Для матери Додо это, конечно, было нелегко — сначала потерять своего органиста, а потом, узнать, что сын у тебя — голубой. Но, может, Хартмут потому и стал гомиком, что не имел перед глазами отцовского примера, кто знает. Hinterlader[28] — так их называл Папашка, и ребенком я не понимала, что это значит.
Правда, Додо немного просветила меня в этой области. Помню, мы возвращались домой с каких-то соревнований, со спортплощадки, шли через лес. Додо, разумеется, удостоилась очередной грамоты, ее так и распирало от гордости, а у меня, как всегда, результаты были скромные, никогда мне не удавалось зашвырнуть этот мячик больше чем на девятнадцать метров, хотя она много раз пыталась показать мне, как надо кидать. Возле церкви Христа в зарослях кустарника валялось что-то красное, длинное и кровавое, и Додо сказала, что это женские тряпки: перед тем как заполучить ребенка, все женщины истекают кровью.

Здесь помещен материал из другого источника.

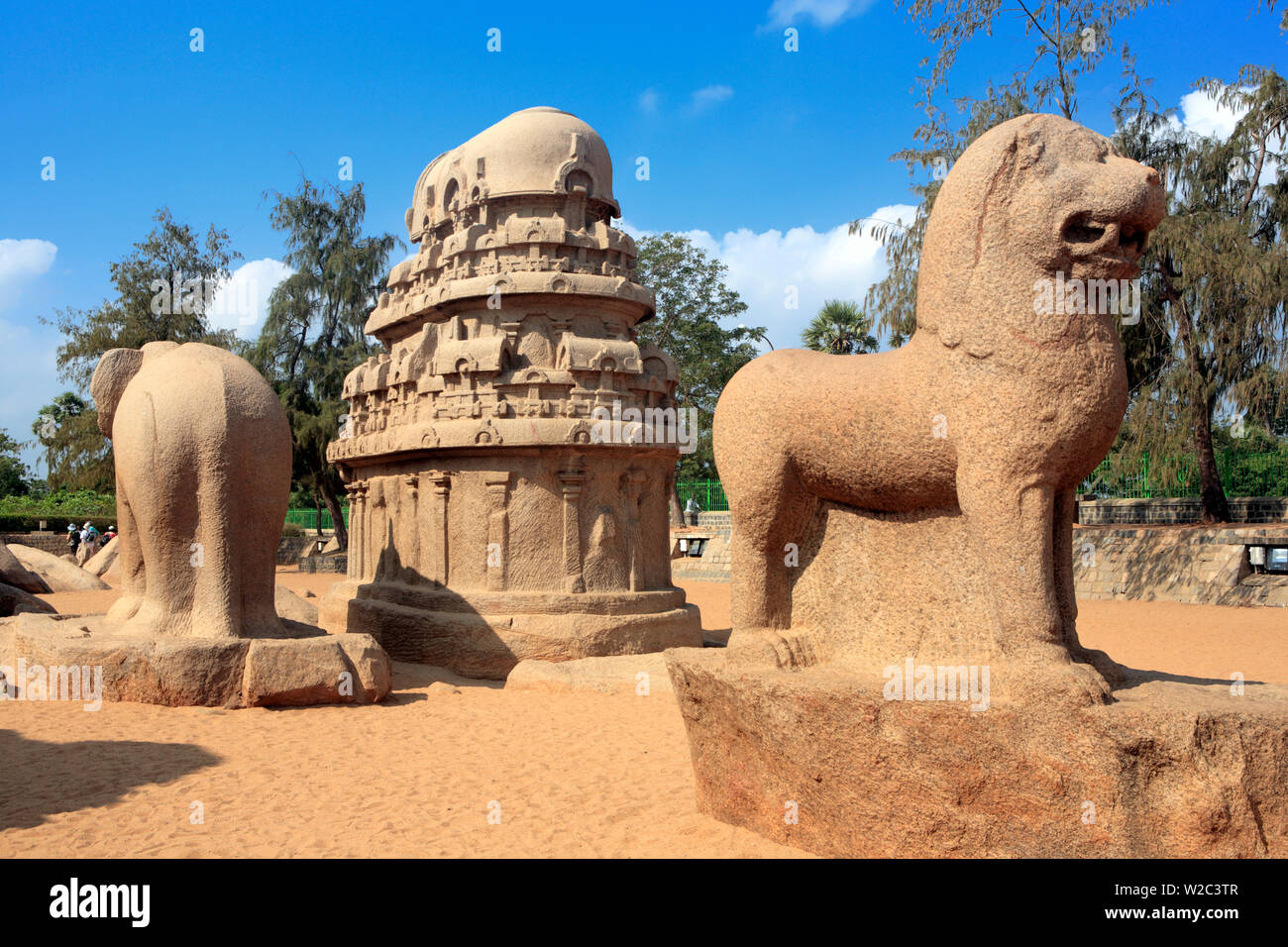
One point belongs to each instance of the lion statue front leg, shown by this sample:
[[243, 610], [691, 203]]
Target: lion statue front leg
[[1013, 530]]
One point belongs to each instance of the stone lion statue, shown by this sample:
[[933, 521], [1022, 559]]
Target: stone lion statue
[[997, 406]]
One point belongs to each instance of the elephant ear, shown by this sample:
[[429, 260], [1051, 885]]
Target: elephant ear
[[114, 372]]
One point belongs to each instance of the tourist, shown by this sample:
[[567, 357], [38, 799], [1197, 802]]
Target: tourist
[[89, 544]]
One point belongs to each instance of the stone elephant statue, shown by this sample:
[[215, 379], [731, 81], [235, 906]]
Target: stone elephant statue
[[202, 479]]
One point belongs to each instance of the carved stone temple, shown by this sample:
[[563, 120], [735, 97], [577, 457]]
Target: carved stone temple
[[493, 515]]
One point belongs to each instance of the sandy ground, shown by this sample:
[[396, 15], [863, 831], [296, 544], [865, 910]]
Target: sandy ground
[[561, 775]]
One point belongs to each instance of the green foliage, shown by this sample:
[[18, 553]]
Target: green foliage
[[1218, 273], [841, 329], [692, 302], [1214, 281], [24, 513], [1063, 54], [313, 335], [145, 308], [77, 457]]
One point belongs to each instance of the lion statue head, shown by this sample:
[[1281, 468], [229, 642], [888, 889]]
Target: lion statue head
[[1035, 200]]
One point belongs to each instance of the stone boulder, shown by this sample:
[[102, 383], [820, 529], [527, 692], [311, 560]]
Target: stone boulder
[[56, 574], [17, 602], [1175, 768], [207, 672], [13, 573]]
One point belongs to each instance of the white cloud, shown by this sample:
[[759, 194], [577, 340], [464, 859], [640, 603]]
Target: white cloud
[[1207, 118], [824, 13], [709, 95], [243, 302], [22, 261], [764, 266]]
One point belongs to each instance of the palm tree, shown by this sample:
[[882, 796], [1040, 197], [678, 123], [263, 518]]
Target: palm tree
[[841, 329]]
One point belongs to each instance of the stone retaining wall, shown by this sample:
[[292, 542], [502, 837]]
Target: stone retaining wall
[[1243, 509], [48, 540], [1201, 566], [1207, 566]]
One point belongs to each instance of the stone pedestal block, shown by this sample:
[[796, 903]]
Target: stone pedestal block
[[1172, 768]]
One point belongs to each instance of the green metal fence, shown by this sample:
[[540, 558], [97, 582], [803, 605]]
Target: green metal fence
[[708, 493], [1241, 474], [308, 519]]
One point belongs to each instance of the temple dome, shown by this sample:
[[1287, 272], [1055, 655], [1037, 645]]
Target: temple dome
[[536, 151]]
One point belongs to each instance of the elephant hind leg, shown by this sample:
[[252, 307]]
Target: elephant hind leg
[[133, 579], [771, 518]]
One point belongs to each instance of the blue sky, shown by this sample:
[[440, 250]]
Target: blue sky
[[760, 154]]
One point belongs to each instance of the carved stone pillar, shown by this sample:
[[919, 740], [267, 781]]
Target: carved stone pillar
[[357, 536], [571, 480], [634, 482], [497, 528], [376, 519], [411, 528], [442, 487]]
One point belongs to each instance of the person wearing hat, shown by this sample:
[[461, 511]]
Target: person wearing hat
[[89, 544]]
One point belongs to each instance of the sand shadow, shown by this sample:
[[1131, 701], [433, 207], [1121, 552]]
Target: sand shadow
[[39, 780], [1136, 677], [410, 678]]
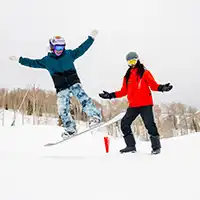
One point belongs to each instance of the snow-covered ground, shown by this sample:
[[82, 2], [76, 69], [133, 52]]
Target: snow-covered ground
[[81, 169]]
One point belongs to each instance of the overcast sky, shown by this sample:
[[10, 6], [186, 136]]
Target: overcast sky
[[165, 34]]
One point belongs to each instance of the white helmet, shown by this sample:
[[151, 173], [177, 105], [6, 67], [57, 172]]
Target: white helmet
[[57, 40]]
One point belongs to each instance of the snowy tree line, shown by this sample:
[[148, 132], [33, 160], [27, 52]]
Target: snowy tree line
[[172, 119]]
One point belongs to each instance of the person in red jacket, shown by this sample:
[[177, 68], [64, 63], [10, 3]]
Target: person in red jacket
[[137, 85]]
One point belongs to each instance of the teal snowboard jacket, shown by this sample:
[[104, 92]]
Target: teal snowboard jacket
[[61, 68]]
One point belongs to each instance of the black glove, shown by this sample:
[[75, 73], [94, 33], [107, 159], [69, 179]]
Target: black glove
[[165, 88], [107, 95]]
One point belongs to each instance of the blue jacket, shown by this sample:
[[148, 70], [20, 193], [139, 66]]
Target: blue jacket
[[61, 68]]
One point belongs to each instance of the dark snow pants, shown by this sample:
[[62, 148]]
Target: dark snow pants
[[146, 113]]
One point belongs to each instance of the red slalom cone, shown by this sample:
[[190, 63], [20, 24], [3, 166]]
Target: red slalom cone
[[107, 143]]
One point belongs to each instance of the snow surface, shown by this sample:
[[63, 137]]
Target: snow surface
[[81, 169]]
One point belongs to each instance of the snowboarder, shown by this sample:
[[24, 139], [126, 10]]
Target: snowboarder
[[136, 83], [60, 64]]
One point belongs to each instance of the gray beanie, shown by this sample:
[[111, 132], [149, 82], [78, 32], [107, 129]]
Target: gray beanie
[[131, 55]]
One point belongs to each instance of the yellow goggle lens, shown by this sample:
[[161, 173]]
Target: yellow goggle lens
[[132, 62]]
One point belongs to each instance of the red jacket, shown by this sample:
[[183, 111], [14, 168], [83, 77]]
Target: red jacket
[[138, 89]]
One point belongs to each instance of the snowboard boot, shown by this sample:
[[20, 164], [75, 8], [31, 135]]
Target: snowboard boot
[[155, 144], [130, 144], [94, 121], [68, 133]]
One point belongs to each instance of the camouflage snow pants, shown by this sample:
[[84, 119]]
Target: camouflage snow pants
[[63, 103]]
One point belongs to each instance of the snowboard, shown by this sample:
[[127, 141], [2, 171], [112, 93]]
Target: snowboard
[[93, 128]]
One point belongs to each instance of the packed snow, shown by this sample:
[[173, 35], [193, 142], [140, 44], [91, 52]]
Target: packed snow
[[81, 169]]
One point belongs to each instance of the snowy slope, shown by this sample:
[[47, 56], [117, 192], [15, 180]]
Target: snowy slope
[[80, 168]]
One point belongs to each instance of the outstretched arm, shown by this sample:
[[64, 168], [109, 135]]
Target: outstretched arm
[[34, 63], [79, 51], [154, 85], [151, 81]]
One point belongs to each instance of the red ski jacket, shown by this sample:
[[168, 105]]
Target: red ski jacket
[[138, 89]]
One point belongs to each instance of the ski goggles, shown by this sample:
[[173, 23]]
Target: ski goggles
[[59, 48], [132, 61]]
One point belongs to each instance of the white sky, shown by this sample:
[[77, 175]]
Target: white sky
[[165, 33]]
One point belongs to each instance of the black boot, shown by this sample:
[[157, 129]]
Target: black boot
[[155, 144], [130, 144]]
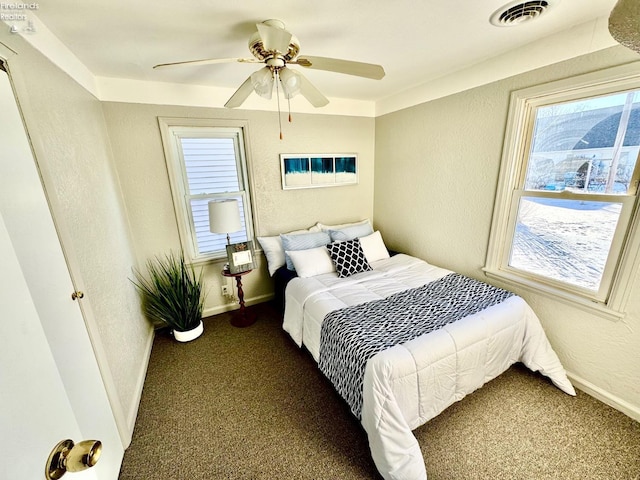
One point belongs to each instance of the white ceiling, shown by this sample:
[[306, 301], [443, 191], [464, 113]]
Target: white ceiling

Я никогда не слышала ни о чем подобном. Это открытие настолько меня ошарашило, что я сразу заторопилась домой, сказала, меня срочно ждут. Она, как всегда, мне поверила, потому что считала, что мои Папашка с Мамулей — сущие надсмотрщики, а я у них вроде рабыни. У самой Додо все было совсем не так, после школы они с Хартмутом могли делать что душе угодно, да еще и уроки прогуливали, и ничего им за это не было. Хартмут еще в младших классах виртуозно овладел одним фокусом: призвав на помощь фантазию, печатал на пишущей машинке фрау Шульц объяснительные записки, а потом, не моргнув глазом, подмахивал внизу закорючкой — я сама много раз видела, как он это делал.